Sinistre(s): tous les moyens sont bons pour Valls

Publié le 24 janvier 2016 par Jean-Emmanuel Ducoin
La moindre prise de parole du premier sinistre l’éloigne d’un homme de gauche. Décomplexés. Dans la préface qu’il donne à l’excellent livre de Patrice Cohen-Séat, Peuple! Les luttes de classes au XXIe siècle (éditions Demopolis), le cinéaste et écrivain Gérard Mordillat déclare: «L’absence de guerre sur le territoire français n’est qu’une illusion, un faux-semblant exalté pour nous égarer. L’oligarchie politico-financière (qui est) à la tête de l’État mène une guerre où l’adversaire n’est pas l’autre, la puissance étrangère, mais le citoyen salarié, cet “ennemi payé”, selon Kafka. Cette guerre contre la classe ouvrière –la working class des Anglais– (…), cette guerre sociale dévaste la société par la promotion d’un chômage de masse, l’acceptation d’une pauvreté endémique, l’élimination de l’égalité au profit de la charité, l’oubli de l’exploitation au profit de l’exclusion, l’anéantissement de toutes les lois de protection des salariés, (...) la ruine des services au nom du dieu Profit, ce dieu unique auquel tout doit être sacrifié pour le bonheur d’un très petit nombre contre la multitude.» Le bloc-noteur pourrait poursuivre de bout en bout la citation de ce texte admirable, tant il en partage le contenu… Au cœur de cette «stratégie du choc» globale, dont avait parlé avec esprit visionnaire Naomi Klein, quelques nouveaux libéraux décomplexés sont venus accompagner les néoconservateurs de la pire espèce, avec l’usage d’arguments qui empruntent désormais au fonds de commerce idéologique du monde marchand le plus infâme. Comme vous le savez, depuis 2012, et plus encore depuis sa nomination le 31 mars 2014, Manuel Valls est non seulement l’un de ceux-là, mais il se revendique censément premier sinistre «de gauche» et, croyons-le ou non, il serait même issu (comme Macron paraît-il) des rangs «socialistes», dont on se demande ce qu’ils vont devenir à force de passivité. Ainsi, le premier sinistre n’a que deux idées en tête. Primo: poursuivre la pédagogie du «il n’y a pas d’alternative» proclamé sur tous les tons, dans tous les lieux, par les politiques stipendiés par les forces les plus réactionnaires et les puissances financières. Secundo: liquider la gauche, atomiser son cœur battant comme son idéal de justice et d’égalité.

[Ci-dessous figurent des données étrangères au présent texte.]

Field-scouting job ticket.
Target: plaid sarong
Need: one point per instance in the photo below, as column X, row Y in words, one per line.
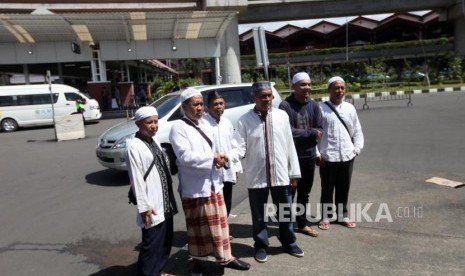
column 207, row 227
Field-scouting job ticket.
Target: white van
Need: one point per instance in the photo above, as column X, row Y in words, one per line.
column 30, row 105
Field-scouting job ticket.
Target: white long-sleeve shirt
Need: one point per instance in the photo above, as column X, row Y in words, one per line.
column 249, row 143
column 149, row 193
column 223, row 133
column 336, row 144
column 195, row 157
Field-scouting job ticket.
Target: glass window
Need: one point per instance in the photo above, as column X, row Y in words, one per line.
column 8, row 100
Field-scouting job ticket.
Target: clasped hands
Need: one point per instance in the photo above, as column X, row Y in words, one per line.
column 220, row 160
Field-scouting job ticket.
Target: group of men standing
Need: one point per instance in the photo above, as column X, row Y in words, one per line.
column 279, row 149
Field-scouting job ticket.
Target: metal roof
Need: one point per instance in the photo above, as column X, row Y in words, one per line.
column 113, row 26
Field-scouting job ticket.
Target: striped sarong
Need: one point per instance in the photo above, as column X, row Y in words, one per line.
column 207, row 227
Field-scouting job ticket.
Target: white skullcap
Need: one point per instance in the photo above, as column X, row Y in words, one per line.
column 189, row 93
column 299, row 77
column 144, row 112
column 333, row 79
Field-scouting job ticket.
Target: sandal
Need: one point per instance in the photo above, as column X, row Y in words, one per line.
column 307, row 230
column 348, row 223
column 323, row 225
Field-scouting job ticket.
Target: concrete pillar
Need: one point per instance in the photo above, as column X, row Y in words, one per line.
column 460, row 35
column 60, row 72
column 230, row 63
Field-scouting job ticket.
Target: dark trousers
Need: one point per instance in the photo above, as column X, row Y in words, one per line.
column 257, row 200
column 155, row 249
column 335, row 176
column 227, row 194
column 304, row 186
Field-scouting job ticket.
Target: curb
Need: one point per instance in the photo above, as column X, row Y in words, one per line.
column 372, row 95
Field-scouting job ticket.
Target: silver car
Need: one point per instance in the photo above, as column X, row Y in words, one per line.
column 111, row 144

 Amalgame. Pour y parvenir, tous les moyens sont bons. Y compris se révéler sous son vrai jour, faire tomber les masques, chaque semaine un peu plus. C’est bien simple: la moindre prise de parole du premier sinistre l’éloigne mécaniquement de ce qu’il prétend être: un homme de gauche et un républicain épris de droiture ayant grandi sur le terreau fertile de la justice sociale. Tout y passe. Même le plus inattendu –sauf à oublier à qui nous avons affaire. À l’évidence, le dernier épisode en date n’était ni une précipitation de langage, ni un dérapage, d’où sa gravité extrême en tant que construction théorique. Parlant des attentats et du djihadisme, l’ex-maire et député d’Évry a déclaré: «J’en ai assez de ceux qui cherchent en permanence des excuses ou des explications culturelles ou sociologiques à ce qui s’est passé. (…) Expliquer, c’est déjà vouloir un peu excuser.» Comme si les sciences sociales, la sociologie, etc., à force de chercher des explications, donnaient des excuses aux contrevenants à l’ordre social. Le premier sinistre confond deux verbes pourtant simples et éloignés l’un de l’autre: «excuser» et «expliquer». Terrifiant amalgame, qui témoigne de sa volonté de faire porter le soupçon sur tous ceux qui exercent pour métier d’étudier le monde social, ses comportements et les raisons – parfois, souvent – de ses comportements. Les climatologues seraient donc complices des phénomènes climatiques, les géologues des tremblements de terre et les scientifiques (qui cherchent, dieu merci, des raisons médicales) du cancer. Mieux: il n’y aurait rien dans le passé lointain ou récent qui «explique» notre ici et maintenant… Proférer de telles inepties nous «dit» quelque chose de cet homme-là: il ne peut plus parler au nom de la gauche. L’a-t-il d’ailleurs jamais pu? [BLOC-NOTES publié dans l'Humanité du 22 janvier 2016.]